Mercredi 6 avril 2011, salle Robert Krieps, Abbaye de Neumünster à Luxembourg, Marie Ruggeri présente « Louise M, écrits et cris » dans le cadre des manifestations pour le 140e anniversaire de la Commune de Paris. Nous ne savions rien sur Marie R. et nous croyions tout savoir sur Louise M., nous allions à la rencontre de deux inconnues.

 

La salle est plongée dans une demi-obscurité quand le public prend place. Le décor est d’une simplicité classique, une table, une chaise, un tableau noir. Sur la chaise Marie R. ou Louise M. qui remplit des feuilles et raconte sa vie. Louise M. est bien sûr la célèbre Louise Michel, mais Marie Ruggeri ne veut rien en savoir d’une image pieuse, même progressiste. Ni vierge ni rouge, ni sainte ni sorcière, devant nous il y a une femme qui s’interroge. Qui suis-je, comment suis-je devenue ce que je suis ? C’est à un voyage en elle-même qu’on assiste, avec ses doutes, ses révoltes, ses certitudes. Les gestes sont rares, pas de cris, le public retient son souffle, fasciné.

 

Tout à coup l’obscurité s’illumine de mille couleurs et une petite musique se fait entendre. Le dos de chaise se transforme en barreaux de prison. Louise s’entretient de sa prison avec Théophile Ferré, l’étudiant révolutionnaire qu’elle admirait tant, pris par les Versaillais et condamné à mort.

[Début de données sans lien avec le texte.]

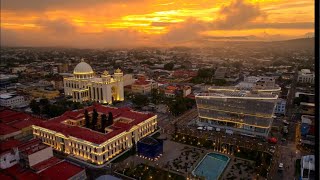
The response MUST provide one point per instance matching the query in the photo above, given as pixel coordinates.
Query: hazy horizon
(155, 23)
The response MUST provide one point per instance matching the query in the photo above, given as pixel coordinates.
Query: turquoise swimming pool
(211, 166)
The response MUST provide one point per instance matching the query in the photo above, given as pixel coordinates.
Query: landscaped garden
(192, 140)
(241, 169)
(185, 161)
(262, 159)
(145, 172)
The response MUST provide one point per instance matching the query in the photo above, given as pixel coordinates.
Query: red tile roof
(88, 134)
(45, 164)
(9, 116)
(26, 123)
(5, 177)
(142, 82)
(22, 174)
(6, 129)
(7, 145)
(62, 170)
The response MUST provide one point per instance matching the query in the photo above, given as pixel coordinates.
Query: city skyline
(108, 24)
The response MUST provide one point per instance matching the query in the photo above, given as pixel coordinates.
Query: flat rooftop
(239, 94)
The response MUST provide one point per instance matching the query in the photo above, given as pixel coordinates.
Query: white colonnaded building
(85, 86)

On reconnaît nettement les accents du Temps des Cerises qui se mélangent avec la musique canaque, évoquant la fraternité universelle de la communarde déportée en Nouvelle Calédonie.

 

Les ombres des figures tutélaires sont convoquées, celui qu’elle appelle grand-père, le châtelain de Vroncourt, celui à qui elle adresse ses lettres, le grand-père Hugo, la mère, servante au château, qui aurait tant voulu qu’elle soit artiste mais pas artiste révolutionnaire et à qui elle ment pour lui faire croire que sa cellule ressemble à un château. Il y a la Commune, la joie de voir enfin les femmes prendre la parole, le club révolutionnaire de Montmartre, l’école nouvelle, le monde meilleur ….  

 

Nous étions venus avec des appréhensions. Pas de leçon de morale, pas de prêchi-prêcha, pas d’héroïsme. Nous avons eu droit à un moment d’intense plaisir, nous avons senti un grand élan. Impossible à résumer, il faut aller voir et revoir.